Friday morning, I was woken up bright and early to finish my prep and head down to the scope room. I’ve had a colonoscopy before, when I was about 13, and they totally knocked me out for it so I don’t remember anything about it. This time, they kept me awake in a “twilight” state. There wasn’t anything twilight about it. I was pretty much completely lucid. It was kind of cool, because I could see the screen and my insides, but it also hurt really badly. As it turns out, poking inflamed things from the inside hurts WAY worse then poking them from the outside. After about five minutes of this, they realized I was in pain (probably because I shouted profanity) and they gave me a second dose of the sedative.

Then I was high.

I actually remember more of the procedure than I do of the hour or two after it, which I don’t think is how it’s meant to work. Apparently, the doctor talked to me right afterwards, but I couldn’t tell you what he said if my life depended on it. About four hours later, he came up and re- explained it all to my mom and me.

Though he technically can’t diagnose me until he gets the biopsies back, he told me I have Crohn’s Disease. There is a good article on Wiki, if you’re interested in details, but basically it’s a chronic autoimmune inflammatory disease, which you have to be genetically pre-disposed for.

It’s kind of interesting because they don’t really know a lot about it. They say it’s genetic, but not 100% of Crohn’s patients have the genetic marker. They classify it as autoimmune, but only because you have to suppress the immune system to control it not necessarily because it’s caused by your immune system attacking you. It can present at any time in someone’s life, but most often it’s in your mid-twenties. They don’t know what causes it. They have no known cure for it, but they can control it pretty easily.

When you have a flare up – like I do now – you have to take steroids to reduce the inflammation and suppress your immune system. I’ve been given seven weeks of a pretty serious steroid to take, which means I am going to have super chub face and might possibly go manic depressive (two very unfortunate side effects of steroids). I have to take next week off work just in case they make me go crazy, but I’m sure I’ll be fine on them.

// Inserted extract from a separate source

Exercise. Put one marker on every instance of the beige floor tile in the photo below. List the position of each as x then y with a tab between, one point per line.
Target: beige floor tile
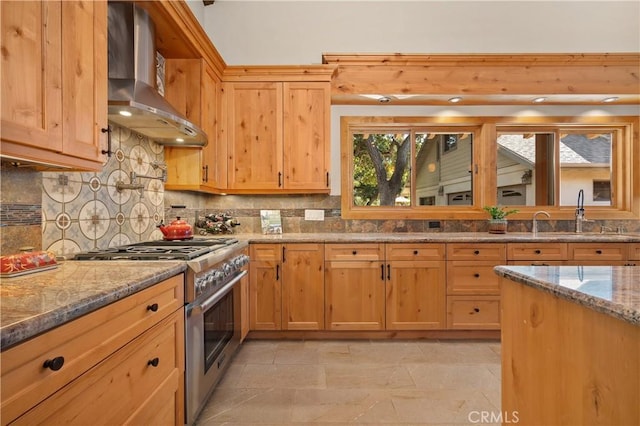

After the steroids, I have to go back to the doc and be tested to make sure I’m not one of the 1 in 300 people who do not produce a certain enzyme. I’ll need that enzyme in order to break down the drug they want to give me as a daily medication. I’ll have to take it, or something like it, every day for the rest of my life, which is kind of weird.

I’ll also need to do another scope after the steroids so that they can judge the extent of the disease. If it’s only in my large bowel, there are far fewer complications. If it is in my small bowel as well it can affect the amount of nutrients I absorb from my food and I might need to take/do some further things to help with that.

If all goes smoothly, it’s a very manageable thing and all I’ll need to do is take regular medication and have yearly check ups. Once I get through the steroids, I should be back to a relative normal and finally start feeling like myself again. All in all, it could have been a lot worse – Arnold could have been wrong.